Training A Forecasting Model With CNN's and LSTM's

I have been working on a prediction problem for quite some time.

My model has the input shape of [Sequence Length , Attributes] and tries to predict a single attribute at next time step.

I used very similar model before and got a good result on a very similar problem. Also, I am trying to keep my model as computationally cheap as possible to use in some part of my thesis.

Some of the attributes have critical outliers.

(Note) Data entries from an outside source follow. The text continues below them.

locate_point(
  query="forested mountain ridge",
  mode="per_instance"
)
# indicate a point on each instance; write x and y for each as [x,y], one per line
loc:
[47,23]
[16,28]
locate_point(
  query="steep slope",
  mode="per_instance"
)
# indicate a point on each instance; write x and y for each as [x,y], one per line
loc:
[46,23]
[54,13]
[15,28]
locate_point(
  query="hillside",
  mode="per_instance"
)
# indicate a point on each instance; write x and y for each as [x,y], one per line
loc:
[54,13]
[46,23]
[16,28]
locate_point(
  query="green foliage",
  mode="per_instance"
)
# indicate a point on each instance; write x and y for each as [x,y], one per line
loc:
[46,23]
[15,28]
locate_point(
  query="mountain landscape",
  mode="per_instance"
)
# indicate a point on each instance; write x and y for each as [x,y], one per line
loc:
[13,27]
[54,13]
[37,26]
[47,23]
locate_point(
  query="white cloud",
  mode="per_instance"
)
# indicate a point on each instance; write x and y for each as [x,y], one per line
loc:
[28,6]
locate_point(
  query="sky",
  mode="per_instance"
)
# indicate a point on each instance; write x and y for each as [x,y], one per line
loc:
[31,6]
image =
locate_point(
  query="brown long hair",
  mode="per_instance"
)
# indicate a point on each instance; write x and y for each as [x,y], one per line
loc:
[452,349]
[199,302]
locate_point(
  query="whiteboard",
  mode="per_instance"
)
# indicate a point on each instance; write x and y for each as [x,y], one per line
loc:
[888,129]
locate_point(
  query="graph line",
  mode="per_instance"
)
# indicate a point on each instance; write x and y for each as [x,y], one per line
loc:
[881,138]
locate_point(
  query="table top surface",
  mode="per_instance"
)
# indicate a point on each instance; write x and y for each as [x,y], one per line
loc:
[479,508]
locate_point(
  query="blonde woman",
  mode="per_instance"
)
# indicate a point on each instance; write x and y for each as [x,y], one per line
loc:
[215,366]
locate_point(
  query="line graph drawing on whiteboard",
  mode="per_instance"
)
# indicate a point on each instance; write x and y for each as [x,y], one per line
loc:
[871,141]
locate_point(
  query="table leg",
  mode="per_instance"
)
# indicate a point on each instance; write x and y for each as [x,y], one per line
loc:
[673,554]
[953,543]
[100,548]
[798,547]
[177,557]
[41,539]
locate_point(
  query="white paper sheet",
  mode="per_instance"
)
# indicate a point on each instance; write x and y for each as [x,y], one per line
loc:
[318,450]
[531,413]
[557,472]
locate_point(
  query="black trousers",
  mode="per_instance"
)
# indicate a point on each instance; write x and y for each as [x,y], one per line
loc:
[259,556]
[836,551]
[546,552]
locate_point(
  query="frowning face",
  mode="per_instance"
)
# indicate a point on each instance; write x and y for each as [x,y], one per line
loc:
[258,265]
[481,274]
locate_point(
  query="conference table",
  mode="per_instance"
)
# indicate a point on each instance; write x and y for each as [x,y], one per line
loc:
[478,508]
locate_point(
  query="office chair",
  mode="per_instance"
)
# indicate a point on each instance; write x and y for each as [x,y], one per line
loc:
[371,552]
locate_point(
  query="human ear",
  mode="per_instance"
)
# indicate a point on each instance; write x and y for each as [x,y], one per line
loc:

Aim: Predict Next Time Steps Attribute, append it to the current sequential data and keep predicting. Removing the oldest time step,and keeping sequence length at a fixed length

My Model Description: 5-6 CNN Layers 1 LSTM Layer 1 FC Layer (With ReLU Activations Except LSTM of course.)(This is just to show model idea. Layer Count Type etc. can be changed.)
I am able to choose, sequential length of the input data

What I Tried:

  1. Increased & Decreased CNN Layers
  2. Changing Filter Sizes.
  3. Added Batch Normalization Layers between CNN’s
  4. Added Max Pooling, Average Pooling & Striding On a Sequence
  5. Increased & Decreased Channel Sizes for CNN Layers
  6. Used GRU’s , LSTM’s and RNN’s for sequential Part
  7. Increased & Decreased Hidden Dimension of Sequential Layer
  8. Tried multiple Sequential Layers
  9. Tried Variety of Sequence Lengths
  10. Added Multiple FC Layer’s at the end of Sequential Layer
  11. Tried Transforming the data, “Yeo-Johnson”, Logarithmic, Cubic etc.
  12. Tried Only Sequential Layer-Based & Only CNN Based Models
  13. Different Batch Size, Much Larger Training Set , Different Number of Epochs…

Forecasting made with model:

I kind of ran out of ideas at this point. Since, I am not very experienced in DL, but a long review of multiple sources, didn’t help me at this point. What seems to be the problem here ? How can I approach this model ? What are the fundamental methods I can try here ?

Thank you for your time.

Can you provide the code and a small sample of the data? It’s hard to know whether there is an error in your code or you are using an inappropriate model.

TSAI may be worth looking into. Also, I recently had surprising success with an extremely simple, one-layer LSTM for multivariate time-series prediction (validation MAPE reached <1%, beating 10+ other architectures I tried). It may be worth following this example on your dataset.